It was not just the words, it was the desperate and concerned expression on his kind face.
His expression communicated volumes.
I shall never forget it.
For almost half century, I have been haunted by those words by Apajibapa and by the profound expression on his face. Gradually over the years, I think I have come to understand more clearly what Apajibapa may have been thinking. I was so close to him and I think my childlike intuition sensed a deep loss, almost a mourning of a childhood wonderment and joy that had been erased permanently.
Before I had gone to school in England, Apajibapa would tell me wonderful stories about Gwader and Zanzibar, about Pathan soldiers, about British officers he observed as a young man. There were so many stories that seemed to involve the same three brothers and their names always seemed to be Badrudin, Sadrudin and Kamrudin. It was this connection I had with my wonderful grandfather, Apajibapa, that was filled with wonder and joy. It was truly magical and awe-inspiring.
It was also very warm and soulful.
The language we spoke in, Khachi, was also so much more melodic and free, rather than the cold articulation of the posh English accent I inherited a year after I went attended Chiswick and Bedford Park Preparatory School. The year I spent in England not only changed my ‘tongue’ it imported a slightly chillier breeze of coldness and cynicism into my soul. I had metamorphosed from a free-spirited Indian child to a more reserved, more restrained, more measured, more articulated English schoolboy.
A subtle cold draft of Englishness had breezed in as soon as the door had been left even slightly ajar.
I could plainly see in Apajibapa’s expression that he was looking at his grandchild with a touch of bewilderment. Apajibapa must have thought: How had this happened in just one year? How was it that his grandchild had gone from a Khachi-speaking Indian boy to sounding like a pukkha sahib?
When we consider what men of Apajibapa’s generation had lived through and witnessed under the British Raj, we can appreciate the depths of what may have been going through his mind when he said:
“Pileh, what have they done to your tongue?”
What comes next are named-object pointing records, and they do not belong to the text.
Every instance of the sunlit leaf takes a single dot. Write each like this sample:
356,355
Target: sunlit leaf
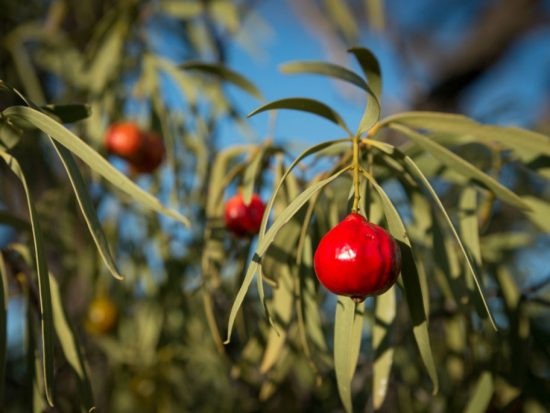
482,394
371,68
304,105
282,305
86,206
411,282
67,113
347,337
310,151
415,171
225,74
265,242
454,161
70,346
47,329
326,69
3,324
384,316
91,158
I imagine that Apajibapa must have realized that ultimately, there was no such things as ‘Indian Independence Day’. Yes, India become independent in 1947, yes, Kenya became independent in 1963, but had our tongues and our souls ever really become independent of the legacy of the British Raj?
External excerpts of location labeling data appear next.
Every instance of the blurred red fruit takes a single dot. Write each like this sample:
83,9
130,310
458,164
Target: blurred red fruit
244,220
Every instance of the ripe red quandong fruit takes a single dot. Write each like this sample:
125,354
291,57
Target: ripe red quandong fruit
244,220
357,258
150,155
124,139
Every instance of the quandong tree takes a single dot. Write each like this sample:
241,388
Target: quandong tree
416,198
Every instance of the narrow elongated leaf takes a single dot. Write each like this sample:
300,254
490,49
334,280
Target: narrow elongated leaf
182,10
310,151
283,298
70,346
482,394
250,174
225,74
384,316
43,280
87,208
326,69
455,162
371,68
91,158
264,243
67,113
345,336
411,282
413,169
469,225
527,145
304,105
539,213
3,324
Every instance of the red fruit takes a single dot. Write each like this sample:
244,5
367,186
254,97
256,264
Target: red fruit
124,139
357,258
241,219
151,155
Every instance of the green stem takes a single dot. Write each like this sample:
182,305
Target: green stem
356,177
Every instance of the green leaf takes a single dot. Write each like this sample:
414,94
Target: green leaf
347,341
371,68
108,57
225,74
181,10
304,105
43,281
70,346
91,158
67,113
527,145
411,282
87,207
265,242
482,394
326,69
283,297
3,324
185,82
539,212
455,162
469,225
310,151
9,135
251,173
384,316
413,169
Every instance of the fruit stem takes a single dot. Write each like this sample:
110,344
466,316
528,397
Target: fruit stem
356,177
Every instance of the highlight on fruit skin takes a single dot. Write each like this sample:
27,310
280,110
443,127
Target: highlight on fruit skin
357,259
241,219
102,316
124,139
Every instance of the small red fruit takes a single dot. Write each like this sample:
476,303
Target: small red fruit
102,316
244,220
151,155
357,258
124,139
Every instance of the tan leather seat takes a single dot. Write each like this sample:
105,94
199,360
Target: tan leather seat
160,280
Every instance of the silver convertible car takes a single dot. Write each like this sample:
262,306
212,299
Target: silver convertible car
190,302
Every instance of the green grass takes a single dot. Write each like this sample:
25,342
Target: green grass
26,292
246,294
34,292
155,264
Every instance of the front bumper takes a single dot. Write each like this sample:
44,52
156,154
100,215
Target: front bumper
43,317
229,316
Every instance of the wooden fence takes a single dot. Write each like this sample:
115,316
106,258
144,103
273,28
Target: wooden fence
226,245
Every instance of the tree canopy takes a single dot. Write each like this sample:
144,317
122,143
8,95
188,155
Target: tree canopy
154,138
I imagine that these were the thoughts running through Apajibapa’s mind when he said to me:
“Pileh, what have they done to your tongue?”.
It was those words from Apajibapa which have stayed with me to this very day, that have also made me appreciate the rich legacy that both my grandfathers, Apajibapa and Bapa, left me in the stories they shared with me as a child. I have felt compelled to share and pass on the spirit of these stories from my grandfathers, with the recognition that certain cultural stories, just like certain species on our planet, are at risk of endangerment and need to be nurtured, preserved and cherished for future generations.
Most of all, I have come to realize that there is no greater wealth or inheritance than such a rich and abundant treasure trove of stories which I was privileged to have been gifted from both my grandfathers.
Love,
Karim
We shall not cease from exploration
And the end of all our exploring
Will be to arrive where we started
And know the place for the first time.